Can a Mother Take Her Child to Church?
The Maine Supreme Judicial Court Will Decide
The United States Supreme Court has clearly and unmistakably established parents’ right to freely exercise their religion, including the right to “direct the religious upbringing of their children.” Nonetheless, a Maine district court has issued a custody order prohibiting a mother from taking her daughter to church. In December 2024, the court prohibited Emily Bickford, the parent with primary custody, from bringing her daughter, Ava, to Calvary Chapel in Westbrook, Maine.
Although this decision is now on appeal to the Maine State Supreme Judicial Court, readers should observe that the district court sided with the child’s non-custodial father, Matthew Bradeen, ruling that some of the church’s teachings could be psychologically harmful to the twelve-year-old child. The court reached this decision even though Ava freely attended her church for more than three years and expressed her desire to be baptized. But there is more.
Grounded in John Stuart Mill’s audacious claim that society should seek to avoid the infliction of harm, and purportedly designed to advance human liberty, including freedom of expression, the court’s custody order actually does the opposite.
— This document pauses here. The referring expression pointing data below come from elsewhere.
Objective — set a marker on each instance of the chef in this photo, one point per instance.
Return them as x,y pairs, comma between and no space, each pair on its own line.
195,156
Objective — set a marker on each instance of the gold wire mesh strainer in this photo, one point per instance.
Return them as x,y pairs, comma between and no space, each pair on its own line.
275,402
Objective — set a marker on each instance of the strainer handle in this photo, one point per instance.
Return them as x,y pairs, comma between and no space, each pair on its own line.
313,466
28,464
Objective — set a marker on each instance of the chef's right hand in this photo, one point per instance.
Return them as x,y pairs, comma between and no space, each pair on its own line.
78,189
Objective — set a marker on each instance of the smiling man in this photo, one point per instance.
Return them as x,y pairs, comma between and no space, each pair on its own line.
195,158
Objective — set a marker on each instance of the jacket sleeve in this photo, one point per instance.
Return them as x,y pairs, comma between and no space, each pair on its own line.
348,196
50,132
Here is how.
First, the district judge prevents Ava from studying the Bible or “religious philosophy” or from discussing her faith with her own mother. Second, and equally bizarre, the district court blocks Ava from participating in Christmas events.
In addition, the district court sought to limit Ava’s mother’s liberty by diminishing her First Amendment rights. Matt Staver of Liberty Counsel rightly observes that this decision—giving the father the sole right to decide whether a child attends Calvary Chapel—constitutes a nuclear option.
In essence, the Maine district court accepts the father’s view of freedom and liberty. On the father’s account, the practice of religion amounts to an oppressive and harmful constraint on his daughter’s freedom. On this view, the practice of religious faith ought to be controlled and highly monitored by the state.
But once again, we should remember that Mill’s argument for freedom of expression was not meant to expand freedom of religion but to undermine it. After all, Mill’s approach operates just like that of Ava’s father, meaning that Mill and the district judge would be pleased to undermine religious faith because it is seen as a relic that oppressive, custom-bound traditionalists have created.
Consistent with this intuition, the district judge accepted testimony from a Marxist and former sociology professor, who asserts that any church that believes in the Bible is a cult that inflicts harm on children. This dystopian viewpoint allows Ava’s father’s distaste for religion to trump her free exercise rights and the rights of her mother, the custodial parent, to direct the religious upbringing of her daughter.
Ava’s mother, Emily, the district court concludes, “is a fit parent except for the fact that she is a Christian.” Judicial hostility toward religion can be found since the district judge mocked Ava and Emily’s faith by refusing to capitalize the word “God.” Further establishing that there are grounds for pessimism regarding the fate of religious liberty in both the Latin West and the United States, the judge chastised Ava’s mother for allowing the daughter to receive prayer.
Judicial hatred of religion is manifest in the district judge’s decision to disallow Ava from associating with any of her church friends or any member of Calvary Chapel Portland. Second, Ava is subject to a court order barring her from meeting with an individual who later begins attending Ava’s church. Third, Ava cannot have any contact or participation with any religious organization, including the Salvation Army, or a food bank, homeless shelter, or crisis pregnancy center.
Such unmistakable hatred operates in conflict with former Secretary of State Clinton’s claim that “religious freedom provides a cornerstone for every healthy society.” She further argues that the “right to believe or not believe, and to practice one’s convictions without fear of government interference or restriction, is a basic human right.” In other words, Secretary Clinton disputes the claim that religion and freedom of religion are necessarily harmful.
Every Christian and every Christian church leader should carefully consider the implications of the Maine district court opinion infringing on the freedom of religion rights of Ava, as well as the rights of her mother, Emily Bickford. Even though the Maine Supreme Judicial Court suggested during oral arguments in a November 2025 hearing that the Maine district court’s decision evinced hostility toward religion, readers should be keenly aware of the fact that contemporary culture has become increasingly hostile to biblical faith.
After all, we live in a world where Nigerians face genocide leading to martyrdom every day. The question becomes: why should American Christians be immune to the consequences of a venomous virus fostered and advanced by John Stuart Mill and a Maine district court judge? Responding to this question will require eternal vigilance.